Maybe the approximations (independent electrons) on which chemistry is based are good enough to compute bulk behaviors of materials. Maybe we don’t have to compute the detailed behavior of every particle in the sun to know its average brightness. Maybe the solar flares and sunspots can be approximated well enough with random number generators.

Maybe.

But living systems seem to depend on quantum mechanics at the level of single molecules. There are molecular machines — single molecules that operate with extraordinary intelligence that we don’t understand. It seems a sure bet that these have evolved to exploit the full potential of quantum physics.

  • DNA polymerase is a single molecule that crawls along a single strand of DNA and pulls the right nucleotide base out of the surrounding plasma to pair with the nucleotide that it finds to be next along the chain.
  • Homologous DNA repair is the process of filling in a gap in a section of a chromosome that is severely damaged. There are molecules that seek out the sister chromosome for reference, using pairs of chromosomes as a backup system. The whole process of finding the corresponding area of the sister chromosome, reading the information, and using it to repair the break is accomplished by evolved molecular machines.
  • The Golgi apparatus, present in every eukaryotic cell, tags individual molecules with a destination address and guides each molecule to the place it is needed.
  • Photosynthesis is the most efficient conversion of light energy to chemical energy known to man. It is accomplished by the molecule called chlorophyl, using quantum tricks.
  • The mysterious, intelligent behavior of single biomolecules is likely mediated by the quantum properties of water, which support structures in response to molecular and surface interactions that extend ~100 micrometers from the source. This is a scale commensurate with the size of typical eukaryotic cells.

Brains are not static computation engines. The brain adapts to the way in which it is used, growing new capacity in areas where past experience has taught it to anticipate future demands. How this works is not understood, but it is easy to believe this ability invokes mechanisms at least as sophisticated as DNA repair.

A brain is not a neural network.
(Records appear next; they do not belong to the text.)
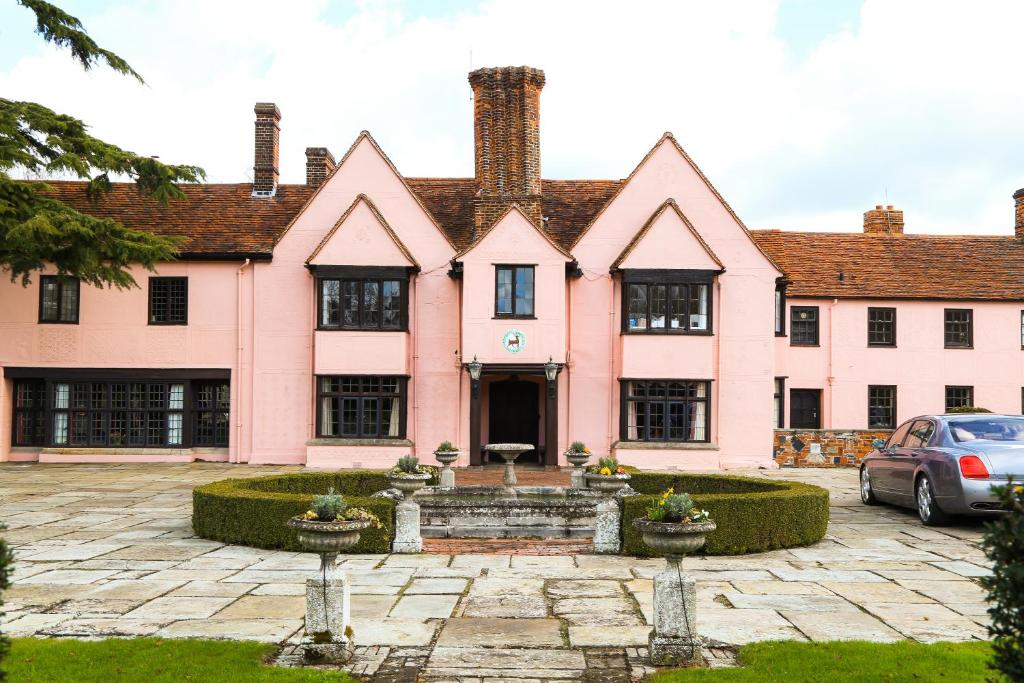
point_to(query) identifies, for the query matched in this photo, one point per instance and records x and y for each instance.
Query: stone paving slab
(108, 550)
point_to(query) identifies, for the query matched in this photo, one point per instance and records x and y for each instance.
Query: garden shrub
(1004, 543)
(753, 515)
(6, 562)
(253, 511)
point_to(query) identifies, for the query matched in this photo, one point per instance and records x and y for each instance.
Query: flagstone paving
(108, 550)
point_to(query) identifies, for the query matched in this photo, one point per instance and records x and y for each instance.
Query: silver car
(945, 465)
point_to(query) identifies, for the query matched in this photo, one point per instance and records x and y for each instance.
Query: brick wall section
(823, 447)
(320, 163)
(1019, 213)
(265, 172)
(507, 139)
(884, 220)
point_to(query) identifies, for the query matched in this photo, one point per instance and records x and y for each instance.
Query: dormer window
(361, 298)
(667, 302)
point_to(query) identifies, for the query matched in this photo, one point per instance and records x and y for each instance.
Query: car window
(921, 434)
(897, 436)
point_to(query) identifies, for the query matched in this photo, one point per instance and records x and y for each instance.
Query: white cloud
(916, 105)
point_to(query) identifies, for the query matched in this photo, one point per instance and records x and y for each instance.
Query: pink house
(366, 314)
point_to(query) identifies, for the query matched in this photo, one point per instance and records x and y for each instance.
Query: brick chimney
(1019, 213)
(884, 220)
(507, 132)
(265, 172)
(320, 163)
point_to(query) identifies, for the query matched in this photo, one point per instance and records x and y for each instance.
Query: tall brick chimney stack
(320, 163)
(884, 220)
(507, 131)
(265, 172)
(1019, 213)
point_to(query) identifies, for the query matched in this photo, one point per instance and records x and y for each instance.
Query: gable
(514, 239)
(361, 237)
(668, 240)
(667, 172)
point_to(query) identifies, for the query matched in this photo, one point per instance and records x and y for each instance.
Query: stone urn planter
(445, 458)
(674, 641)
(578, 459)
(407, 513)
(328, 610)
(606, 483)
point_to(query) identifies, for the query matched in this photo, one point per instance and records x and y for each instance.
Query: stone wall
(823, 447)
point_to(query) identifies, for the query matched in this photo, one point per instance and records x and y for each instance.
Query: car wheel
(866, 494)
(928, 509)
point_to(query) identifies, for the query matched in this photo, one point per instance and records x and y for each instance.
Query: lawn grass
(151, 660)
(839, 662)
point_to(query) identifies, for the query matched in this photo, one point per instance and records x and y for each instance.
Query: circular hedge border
(753, 515)
(253, 511)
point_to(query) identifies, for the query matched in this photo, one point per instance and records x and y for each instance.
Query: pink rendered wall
(738, 357)
(287, 344)
(113, 331)
(919, 366)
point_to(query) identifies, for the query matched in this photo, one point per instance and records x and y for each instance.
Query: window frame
(61, 282)
(668, 279)
(515, 314)
(625, 399)
(361, 275)
(970, 394)
(946, 323)
(167, 280)
(401, 394)
(817, 326)
(892, 409)
(892, 333)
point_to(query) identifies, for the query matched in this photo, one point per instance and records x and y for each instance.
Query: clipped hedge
(753, 515)
(253, 511)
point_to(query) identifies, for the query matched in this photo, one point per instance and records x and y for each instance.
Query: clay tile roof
(905, 266)
(569, 206)
(217, 219)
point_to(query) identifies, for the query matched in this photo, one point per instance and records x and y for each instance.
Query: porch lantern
(550, 369)
(474, 368)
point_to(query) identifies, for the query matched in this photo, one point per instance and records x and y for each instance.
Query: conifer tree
(37, 229)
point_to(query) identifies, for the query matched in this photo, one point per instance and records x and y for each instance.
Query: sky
(803, 113)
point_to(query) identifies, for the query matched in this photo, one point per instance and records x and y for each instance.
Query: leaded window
(958, 328)
(58, 299)
(881, 407)
(360, 407)
(804, 326)
(361, 303)
(514, 291)
(666, 411)
(881, 327)
(30, 402)
(958, 396)
(668, 307)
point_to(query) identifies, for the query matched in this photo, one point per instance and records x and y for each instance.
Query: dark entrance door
(805, 409)
(514, 414)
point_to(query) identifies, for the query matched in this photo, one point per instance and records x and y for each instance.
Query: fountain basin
(489, 512)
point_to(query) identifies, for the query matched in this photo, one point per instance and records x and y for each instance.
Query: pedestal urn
(407, 513)
(674, 641)
(328, 622)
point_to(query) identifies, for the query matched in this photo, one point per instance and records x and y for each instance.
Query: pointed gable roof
(514, 208)
(364, 202)
(673, 209)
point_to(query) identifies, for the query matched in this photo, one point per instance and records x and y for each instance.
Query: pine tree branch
(59, 28)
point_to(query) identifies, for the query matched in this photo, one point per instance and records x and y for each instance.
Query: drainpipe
(832, 379)
(239, 359)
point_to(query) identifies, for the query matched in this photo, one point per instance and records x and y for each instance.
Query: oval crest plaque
(514, 341)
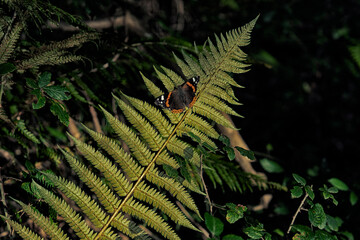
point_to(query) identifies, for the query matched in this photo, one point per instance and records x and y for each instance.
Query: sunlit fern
(131, 187)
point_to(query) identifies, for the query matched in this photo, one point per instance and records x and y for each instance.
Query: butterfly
(180, 98)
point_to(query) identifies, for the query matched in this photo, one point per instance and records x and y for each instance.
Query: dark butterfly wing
(181, 97)
(161, 101)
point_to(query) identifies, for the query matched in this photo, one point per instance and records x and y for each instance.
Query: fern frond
(138, 148)
(133, 170)
(151, 218)
(80, 227)
(52, 57)
(21, 126)
(105, 196)
(202, 125)
(23, 231)
(167, 81)
(148, 133)
(7, 45)
(44, 223)
(122, 186)
(74, 40)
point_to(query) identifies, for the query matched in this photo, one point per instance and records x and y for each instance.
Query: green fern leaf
(23, 231)
(7, 45)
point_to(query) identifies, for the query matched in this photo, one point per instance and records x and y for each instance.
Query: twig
(298, 211)
(3, 200)
(203, 182)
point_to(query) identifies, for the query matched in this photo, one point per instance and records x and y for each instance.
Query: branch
(297, 211)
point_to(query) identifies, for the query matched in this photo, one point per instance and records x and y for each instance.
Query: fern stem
(142, 176)
(205, 188)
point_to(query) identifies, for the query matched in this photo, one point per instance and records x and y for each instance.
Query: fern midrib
(131, 192)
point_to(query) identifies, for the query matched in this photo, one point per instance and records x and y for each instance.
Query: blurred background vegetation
(301, 97)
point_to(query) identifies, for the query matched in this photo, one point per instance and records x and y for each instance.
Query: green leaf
(299, 179)
(44, 79)
(214, 224)
(310, 192)
(353, 198)
(232, 237)
(323, 235)
(57, 92)
(230, 152)
(348, 235)
(235, 212)
(59, 111)
(317, 216)
(170, 171)
(41, 102)
(246, 153)
(338, 184)
(333, 190)
(225, 140)
(334, 222)
(335, 202)
(194, 137)
(6, 68)
(36, 92)
(296, 192)
(255, 232)
(271, 166)
(31, 83)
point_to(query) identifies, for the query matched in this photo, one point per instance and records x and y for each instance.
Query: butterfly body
(181, 97)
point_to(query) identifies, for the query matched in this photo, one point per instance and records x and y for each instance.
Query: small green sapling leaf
(299, 179)
(338, 184)
(271, 166)
(317, 216)
(214, 224)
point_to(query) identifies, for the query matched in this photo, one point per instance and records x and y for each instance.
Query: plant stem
(297, 212)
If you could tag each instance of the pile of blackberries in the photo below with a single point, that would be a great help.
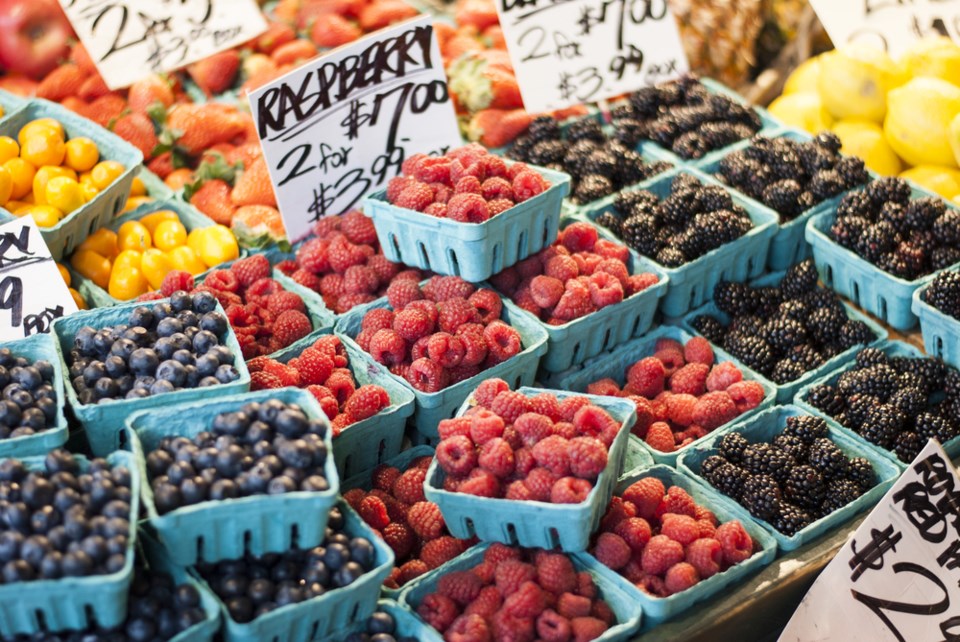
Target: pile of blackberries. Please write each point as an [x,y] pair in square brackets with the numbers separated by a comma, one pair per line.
[62,521]
[256,585]
[790,176]
[270,447]
[906,237]
[163,347]
[598,165]
[897,403]
[28,404]
[782,332]
[792,481]
[683,116]
[691,221]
Neural networks use pseudo-random number generators to determine the firing of each neuron. The behavior of real neurons may look to us to be partially random, simply because we don’t understand them; but we should not be so arrogant as to assume the detailed molecular interactions within each neuron are adequately modeled by randomness.

Stuart Kauffman has inspired and interpreted research suggesting that quantum criticality in biomolecules is an evolved adaptation. His idea is that, while human-designed machines are large enough to make quantum fluctuations irrelevant, evolution-designed molecular machines seem to be consistently poised on a quantum knife edge, as if nature wanted “quantum randomness” to determine macroscopic outcomes. There is a hint here that what we regard as “randomness” is not really random in biological systems. This is not physically unreasonable. Heisenberg’s “randomness” depends on the absence of long-range correlations, and Kauffman argues that biological systems are evolved to use large-scale quantum entanglement that we don’t understand, so the behavior appears random to us.

QED

To simulate in detail the quantum behavior of a single small molecule would require a computer larger than the universe.

The behavior of the universe can only be simulated (with a computer smaller than the universe) if we think that detailed quantum behavior is irrelevant, and can be replaced with pseudo-random algorithms. It is possible, but by no means certain, that non-living systems can be adequately simulated in a way that ignores quantum details. Life, however, seems to depend on large-scale quantum entanglement in ways that we are only beginning to understand. To the extent that living systems are evolved to exploit quantum entanglement, living systems cannot be simulated with a computer smaller or faster than the system itself.